Estel Tessmer

Profile
- Position: Quarterback

Personal information
- Born: February 25, 1910
- Died: June 5, 1972 (aged 62)

Career information
- College: Michigan

Career history
- 1929–1931: Michigan Wolverines

Awards and highlights
- National champion (1933);

= Estel Tessmer =

American football and basketball player (1910–1972)

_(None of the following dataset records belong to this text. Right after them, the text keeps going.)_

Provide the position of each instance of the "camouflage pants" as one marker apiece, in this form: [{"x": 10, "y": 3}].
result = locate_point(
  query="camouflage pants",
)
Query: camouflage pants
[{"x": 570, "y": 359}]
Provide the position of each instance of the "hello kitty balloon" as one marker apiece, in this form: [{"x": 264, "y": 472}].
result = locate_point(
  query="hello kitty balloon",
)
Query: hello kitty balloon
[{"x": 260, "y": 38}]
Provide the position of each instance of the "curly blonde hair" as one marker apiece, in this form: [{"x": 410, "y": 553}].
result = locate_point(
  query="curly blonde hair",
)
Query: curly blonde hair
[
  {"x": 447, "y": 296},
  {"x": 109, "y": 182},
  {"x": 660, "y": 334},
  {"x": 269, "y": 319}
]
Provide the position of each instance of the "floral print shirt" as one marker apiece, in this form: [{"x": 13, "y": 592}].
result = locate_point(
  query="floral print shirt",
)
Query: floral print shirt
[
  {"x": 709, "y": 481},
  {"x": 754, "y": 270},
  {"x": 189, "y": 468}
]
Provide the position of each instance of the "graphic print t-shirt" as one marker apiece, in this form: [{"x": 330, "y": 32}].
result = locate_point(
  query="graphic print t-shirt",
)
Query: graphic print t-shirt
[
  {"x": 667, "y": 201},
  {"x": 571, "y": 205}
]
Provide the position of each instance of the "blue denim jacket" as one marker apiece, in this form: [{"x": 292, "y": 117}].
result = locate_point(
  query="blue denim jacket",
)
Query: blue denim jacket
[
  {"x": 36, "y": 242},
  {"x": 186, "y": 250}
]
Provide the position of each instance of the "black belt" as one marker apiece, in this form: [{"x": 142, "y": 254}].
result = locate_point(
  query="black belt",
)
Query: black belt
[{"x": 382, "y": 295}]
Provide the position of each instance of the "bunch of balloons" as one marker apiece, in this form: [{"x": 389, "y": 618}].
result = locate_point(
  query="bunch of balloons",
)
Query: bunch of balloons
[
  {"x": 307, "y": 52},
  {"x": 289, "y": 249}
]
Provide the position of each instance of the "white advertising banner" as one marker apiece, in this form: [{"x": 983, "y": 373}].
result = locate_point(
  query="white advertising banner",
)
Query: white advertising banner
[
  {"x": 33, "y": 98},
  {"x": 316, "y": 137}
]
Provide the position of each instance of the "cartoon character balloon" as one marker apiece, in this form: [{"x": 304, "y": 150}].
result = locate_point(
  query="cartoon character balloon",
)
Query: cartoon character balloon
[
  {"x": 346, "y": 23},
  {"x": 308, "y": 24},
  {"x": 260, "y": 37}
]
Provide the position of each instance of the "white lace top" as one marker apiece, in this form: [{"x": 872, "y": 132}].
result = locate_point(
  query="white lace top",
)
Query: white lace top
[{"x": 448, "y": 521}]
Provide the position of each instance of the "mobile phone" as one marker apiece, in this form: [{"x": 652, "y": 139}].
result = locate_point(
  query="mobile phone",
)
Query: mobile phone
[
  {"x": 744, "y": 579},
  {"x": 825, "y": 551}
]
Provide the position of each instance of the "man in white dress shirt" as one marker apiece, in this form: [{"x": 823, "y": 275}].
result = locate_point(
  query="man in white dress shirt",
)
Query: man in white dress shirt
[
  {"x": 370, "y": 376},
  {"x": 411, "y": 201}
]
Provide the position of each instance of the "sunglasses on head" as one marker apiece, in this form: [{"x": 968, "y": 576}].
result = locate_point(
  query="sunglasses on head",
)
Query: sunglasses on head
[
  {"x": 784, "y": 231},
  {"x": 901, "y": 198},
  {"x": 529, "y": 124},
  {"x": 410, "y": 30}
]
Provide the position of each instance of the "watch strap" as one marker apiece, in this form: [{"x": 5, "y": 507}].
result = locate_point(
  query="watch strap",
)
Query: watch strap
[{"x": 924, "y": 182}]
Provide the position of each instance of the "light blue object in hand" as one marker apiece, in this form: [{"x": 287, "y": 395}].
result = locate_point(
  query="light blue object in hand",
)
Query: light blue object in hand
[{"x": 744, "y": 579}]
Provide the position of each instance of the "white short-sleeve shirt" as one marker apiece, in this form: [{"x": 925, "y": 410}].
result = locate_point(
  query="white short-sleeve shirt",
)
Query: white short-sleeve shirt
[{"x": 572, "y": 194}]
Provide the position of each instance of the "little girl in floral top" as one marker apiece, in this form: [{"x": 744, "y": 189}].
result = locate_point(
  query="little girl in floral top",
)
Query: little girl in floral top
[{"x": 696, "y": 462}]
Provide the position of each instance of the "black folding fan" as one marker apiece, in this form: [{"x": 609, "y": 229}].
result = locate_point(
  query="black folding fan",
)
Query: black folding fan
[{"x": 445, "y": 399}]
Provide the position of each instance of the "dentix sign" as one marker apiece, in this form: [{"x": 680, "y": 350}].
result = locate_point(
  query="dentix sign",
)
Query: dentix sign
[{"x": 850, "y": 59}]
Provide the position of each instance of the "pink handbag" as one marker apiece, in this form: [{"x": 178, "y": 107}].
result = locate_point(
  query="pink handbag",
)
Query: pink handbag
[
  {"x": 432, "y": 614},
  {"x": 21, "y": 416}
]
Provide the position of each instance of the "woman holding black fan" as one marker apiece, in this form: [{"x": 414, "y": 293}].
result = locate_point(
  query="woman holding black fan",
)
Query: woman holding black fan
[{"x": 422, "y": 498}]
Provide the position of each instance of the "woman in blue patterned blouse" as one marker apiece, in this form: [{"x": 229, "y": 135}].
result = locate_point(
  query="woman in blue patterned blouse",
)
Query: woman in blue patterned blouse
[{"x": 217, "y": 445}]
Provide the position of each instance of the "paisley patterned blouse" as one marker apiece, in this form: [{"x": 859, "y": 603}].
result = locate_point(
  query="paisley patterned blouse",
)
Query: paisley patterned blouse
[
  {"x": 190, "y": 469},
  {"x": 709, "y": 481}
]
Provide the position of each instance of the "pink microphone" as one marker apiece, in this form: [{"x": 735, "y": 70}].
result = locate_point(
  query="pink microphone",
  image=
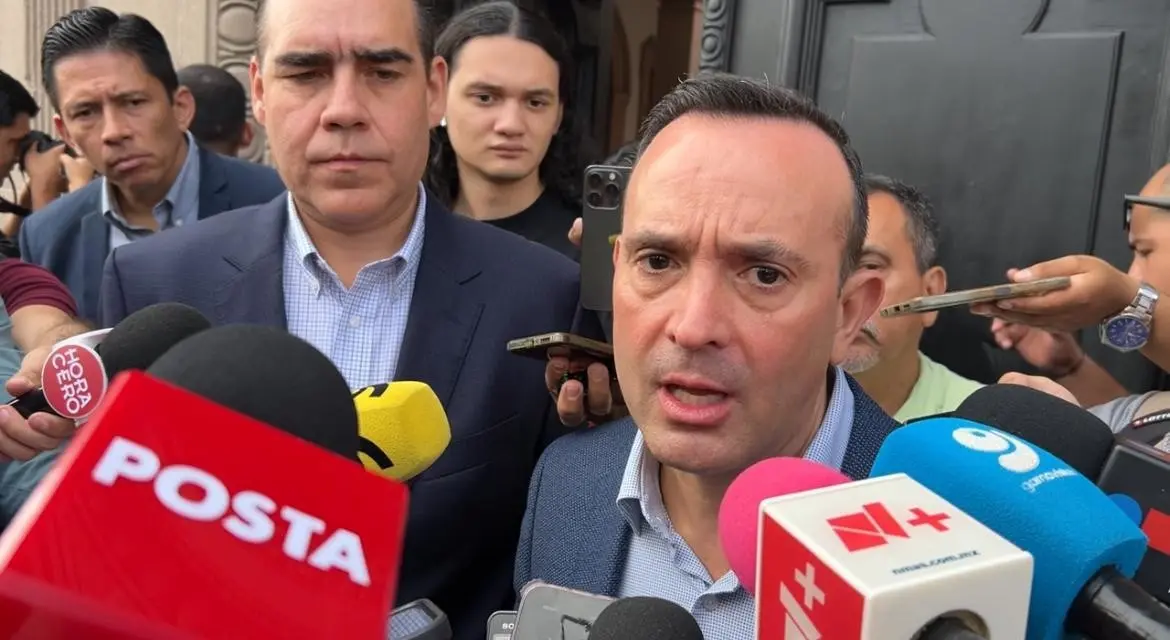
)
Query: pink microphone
[{"x": 740, "y": 509}]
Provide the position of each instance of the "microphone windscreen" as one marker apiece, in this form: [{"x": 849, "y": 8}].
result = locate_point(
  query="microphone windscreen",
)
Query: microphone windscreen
[
  {"x": 1061, "y": 428},
  {"x": 645, "y": 618},
  {"x": 740, "y": 508},
  {"x": 143, "y": 337},
  {"x": 403, "y": 428},
  {"x": 1026, "y": 495},
  {"x": 268, "y": 374}
]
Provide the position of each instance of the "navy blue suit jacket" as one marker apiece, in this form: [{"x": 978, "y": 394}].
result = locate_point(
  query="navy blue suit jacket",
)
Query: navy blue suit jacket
[
  {"x": 71, "y": 239},
  {"x": 477, "y": 287},
  {"x": 576, "y": 536}
]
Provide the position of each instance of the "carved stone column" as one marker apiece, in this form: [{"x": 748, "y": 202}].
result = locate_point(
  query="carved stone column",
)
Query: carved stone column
[
  {"x": 718, "y": 16},
  {"x": 234, "y": 32},
  {"x": 41, "y": 14}
]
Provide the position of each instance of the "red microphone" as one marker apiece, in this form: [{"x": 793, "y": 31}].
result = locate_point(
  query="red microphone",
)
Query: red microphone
[{"x": 158, "y": 522}]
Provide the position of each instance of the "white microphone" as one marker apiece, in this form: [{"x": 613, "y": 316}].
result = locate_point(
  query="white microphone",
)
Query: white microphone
[{"x": 885, "y": 559}]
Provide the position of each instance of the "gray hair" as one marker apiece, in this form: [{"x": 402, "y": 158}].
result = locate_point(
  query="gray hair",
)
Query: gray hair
[
  {"x": 921, "y": 225},
  {"x": 724, "y": 95}
]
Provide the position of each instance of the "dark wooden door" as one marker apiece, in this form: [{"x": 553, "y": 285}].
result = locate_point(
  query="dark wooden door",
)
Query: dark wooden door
[{"x": 1026, "y": 121}]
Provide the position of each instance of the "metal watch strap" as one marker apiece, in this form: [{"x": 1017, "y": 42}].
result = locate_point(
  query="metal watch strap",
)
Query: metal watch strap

Estel S. "Zit" Tessmer (February 25, 1910 – June 5, 1972) was an American football and basketball player. A native of Ann Arbor, Michigan, Tessmer attended the University of Michigan where he played for the football and basketball teams. He played as a quarterback for the Michigan Wolverines football teams from 1929 to 1931 and 1933. He won the Chicago Alumni Trophy as a freshman in football. He started three games at the quarterback position in 1930 and three more in 1931, but his playing time at quarterback was limited because the 1930 and 1931 Wolverines included College Football Hall of Fame quarterback Harry Newman. After losing the starting quarterback job to Newman, Tessmer also played some games at the right halfback position. Tessmer also played three years as a guard for the Michigan Wolverines men's basketball team from 1931 to 1934. He later became a teacher and basketball coach at Bay City Central High School. He also threw two no-hit games as a baseball pitcher in intramural sports while attending Michigan. He was basketball coach at Bay City through 1953 and remained athletic director at the school thereafter. Tessmer died in 1972 at age 61. He was a resident of Bay City, Michigan at the time of his death.